Right now, he said, no system can “match the human response to the unexpected [so] we have to teach the computer how to respond to the long tail of unlikely critical events.”

Communicating via the “Internet of Things”

The future of the driverless car envisages a scenario where vehicles can ‘talk’ to each other and anticipate issues. Each vehicle would be equipped with GPS guidance, and visual tracking and radar technology enabling safe and precise orientation relative to objects it is sharing space with.


“The problem is not the technology,” he said, explaining that the basic platforms are already in place. “But the mix of vehicles, the driverless vehicle [must negotiate with, including] bicycles, pedestrian’s and other non-autonomous cars.”

In this world the Internet of Things (IoT), the Cloud, and the autonomous vehicle will intersect and this will mean, “data is the new crude oil,” he said.

“We are facing a tsunami of data and the people who emerge from this very complex system are people who can analyse that data.”

Amongst the benefits Rakotonirainy outlined in terms of a new ecosystem created by the driverless car was a linking of meaningful work time, and a softening of environmental and urban impact.

Professor Rakotonirainy, presenting at CXO Disrupt

Using Brisbane as a test case, he said that 30% of the congestion the city experiences’ was down to “people looking for a park.”

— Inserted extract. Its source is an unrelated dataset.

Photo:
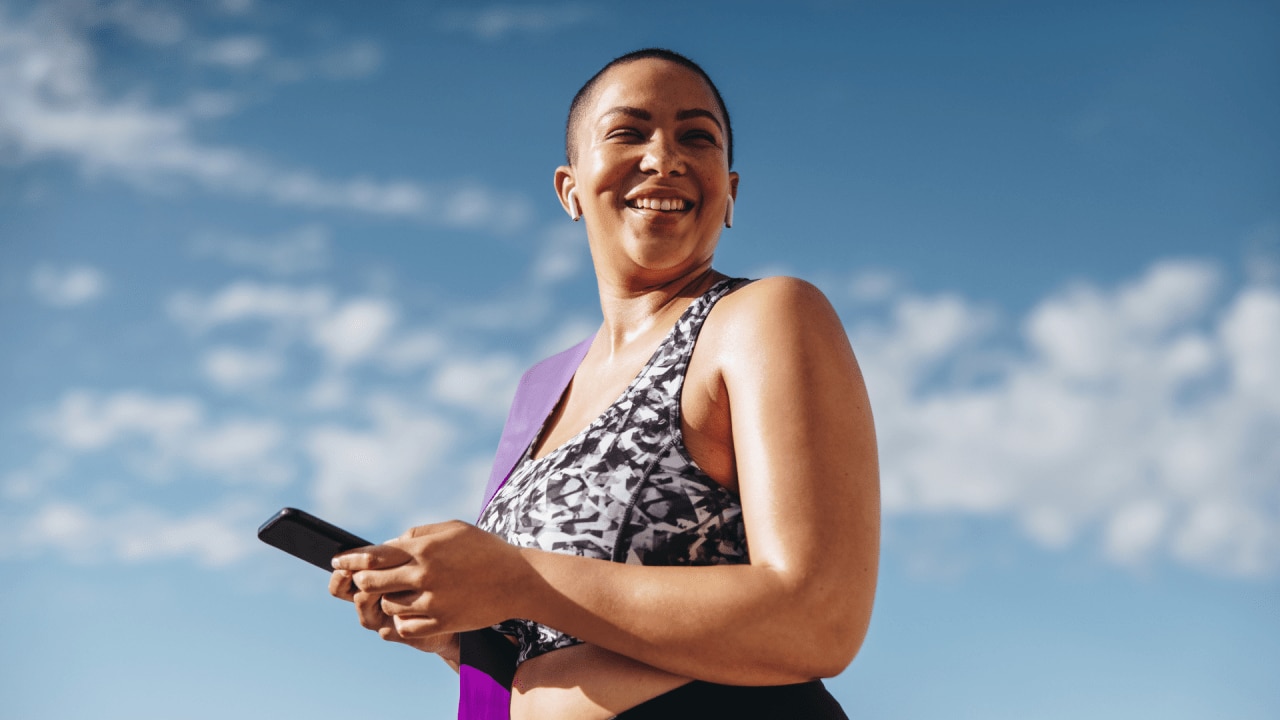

In a driverless transport environment vehicle ownership as we know it would be a thing of the past, cars would be ‘shared’ by multiple users, making the car space largely obsolete, since a huge percentage would not need to ‘park’.

He imagined a transport environment without buses and taxis, fewer vehicles, enabling more efficient journeys, producing cleaner air, better energy to use rates, and passengers spending less time travelling allowing the more productive pursuits. “If only five minutes of the average time spent in a car were monetised a global revenue pool of 25billion Euros with profitability emerges,” he said.

Rakotonirainy says that by 2028 the first fully autonomous will appear; by 2032, 50% of vehicles sold will be self-driving.

Still, this future is predicated on thought leaders ability to offer the consumer an experience where people feel safe and secure…can the car risk being another ‘thing’ in the Internet of Things or can it remain an experience? It is mistake to focus on the technology Rakotonirainy said. The real question he asked was: is the consumer prepared to surrender the wheel and the ‘last bastion of freedom’ the car still represents for so many? Will they rebel and resist this technological intervention?

“We design products, but ‘things’ we sell,” he said. “We sell the individual, social, cultural experience and the benefits they engender.”

In the end he also admitted: “People love their V8s and their burnouts.”